What does $b$ represent in the straight line equation? I need your help, we know that the line equation is y= mx+b
but my question is what does b represent in the straight line equation and how it effect the line?
Clear example with images would be appreciated.
Thanks everybody.
 A: $b$ represents the y-intercept of the line: where the line crosses the y-axis.
It can be found by setting $x = 0$ (the line crosses the y-axis when and only when $x = 0.$)
An example of such a line, $$y = 3x + \underbrace{7}_{\large b}$$ crosses the y-axis at the point $(0, 7)$.

When $x = 0$, you see that $y = 7 = b$.
A: Sometimes it's best to just look at a graph to see what's going on.

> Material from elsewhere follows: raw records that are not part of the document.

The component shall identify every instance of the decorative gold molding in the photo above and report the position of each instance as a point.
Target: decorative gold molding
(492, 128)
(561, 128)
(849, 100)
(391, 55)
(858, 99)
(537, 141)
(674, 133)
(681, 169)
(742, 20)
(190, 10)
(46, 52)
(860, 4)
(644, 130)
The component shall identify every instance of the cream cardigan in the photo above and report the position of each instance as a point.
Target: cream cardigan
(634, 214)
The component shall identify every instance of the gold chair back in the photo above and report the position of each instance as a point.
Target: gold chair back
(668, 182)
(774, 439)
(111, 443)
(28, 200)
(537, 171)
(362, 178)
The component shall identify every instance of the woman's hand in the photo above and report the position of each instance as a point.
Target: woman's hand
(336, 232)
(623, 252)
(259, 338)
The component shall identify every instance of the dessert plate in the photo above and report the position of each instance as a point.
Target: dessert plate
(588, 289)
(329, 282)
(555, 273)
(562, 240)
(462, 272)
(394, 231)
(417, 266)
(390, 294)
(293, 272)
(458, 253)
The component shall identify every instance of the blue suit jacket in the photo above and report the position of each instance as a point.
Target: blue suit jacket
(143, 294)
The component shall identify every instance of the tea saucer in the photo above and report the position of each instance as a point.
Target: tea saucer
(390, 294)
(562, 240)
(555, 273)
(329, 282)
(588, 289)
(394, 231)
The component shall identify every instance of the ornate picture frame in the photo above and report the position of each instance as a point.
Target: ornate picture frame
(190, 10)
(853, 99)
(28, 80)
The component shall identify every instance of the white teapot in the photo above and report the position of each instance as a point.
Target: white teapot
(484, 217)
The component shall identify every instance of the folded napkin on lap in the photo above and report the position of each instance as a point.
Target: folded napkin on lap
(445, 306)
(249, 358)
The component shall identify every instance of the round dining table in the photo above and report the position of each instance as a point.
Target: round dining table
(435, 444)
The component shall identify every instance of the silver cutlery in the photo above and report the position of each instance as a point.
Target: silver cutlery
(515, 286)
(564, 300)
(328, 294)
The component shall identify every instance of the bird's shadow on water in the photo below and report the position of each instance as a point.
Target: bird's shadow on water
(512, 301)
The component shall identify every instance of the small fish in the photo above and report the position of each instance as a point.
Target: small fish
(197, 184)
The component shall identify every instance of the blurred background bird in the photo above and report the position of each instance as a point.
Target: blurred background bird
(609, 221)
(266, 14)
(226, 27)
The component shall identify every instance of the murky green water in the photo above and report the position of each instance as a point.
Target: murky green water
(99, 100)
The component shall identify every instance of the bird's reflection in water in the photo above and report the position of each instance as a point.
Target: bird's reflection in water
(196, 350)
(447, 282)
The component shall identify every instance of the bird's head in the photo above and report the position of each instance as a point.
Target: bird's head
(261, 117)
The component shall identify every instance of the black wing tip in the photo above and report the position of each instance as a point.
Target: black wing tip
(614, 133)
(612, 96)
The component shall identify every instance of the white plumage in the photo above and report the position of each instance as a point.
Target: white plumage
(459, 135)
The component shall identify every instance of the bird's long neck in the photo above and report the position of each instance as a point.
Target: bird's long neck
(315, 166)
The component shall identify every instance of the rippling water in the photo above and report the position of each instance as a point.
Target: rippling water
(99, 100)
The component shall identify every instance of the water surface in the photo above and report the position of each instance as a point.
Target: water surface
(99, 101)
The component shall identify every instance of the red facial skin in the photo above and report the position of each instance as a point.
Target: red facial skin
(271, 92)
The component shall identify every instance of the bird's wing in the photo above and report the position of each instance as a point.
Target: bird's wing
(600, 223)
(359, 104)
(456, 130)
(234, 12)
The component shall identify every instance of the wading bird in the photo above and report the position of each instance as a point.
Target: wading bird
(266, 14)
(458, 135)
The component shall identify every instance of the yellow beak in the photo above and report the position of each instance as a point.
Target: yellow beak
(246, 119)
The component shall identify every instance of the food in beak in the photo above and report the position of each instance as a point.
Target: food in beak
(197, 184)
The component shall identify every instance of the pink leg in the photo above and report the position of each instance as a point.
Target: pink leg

$b$ is where the line hits the $y-$axis.
The gradient (or slope) is how steep the line is. 
The gradient of a line through two points $(x_1,y_1)$ and $(x_2,y_2)$ is:
$$\color{purple}{\text{gradient}=\frac{y_2-y_1}{x_2-x_1}}$$
A: ${}{}{}{}{}{}{}{}{}{}{}{}{}{}{}{}$

A: If the equation of a line through the origin is $y=mx$, then the line $y=mx+b$ is the same as $y-b=mx$.
If we put $y'=y-b$ then this second line is $y'=mx$, and with $y=y'+b$ we see that the original line is shifted by $b$ units in the $y$ direction.
Others have drawn the diagram. It is useful to notice, if you can, how the visual intuition is reflected in the algebra, so you can develop a more algebraic intuition too.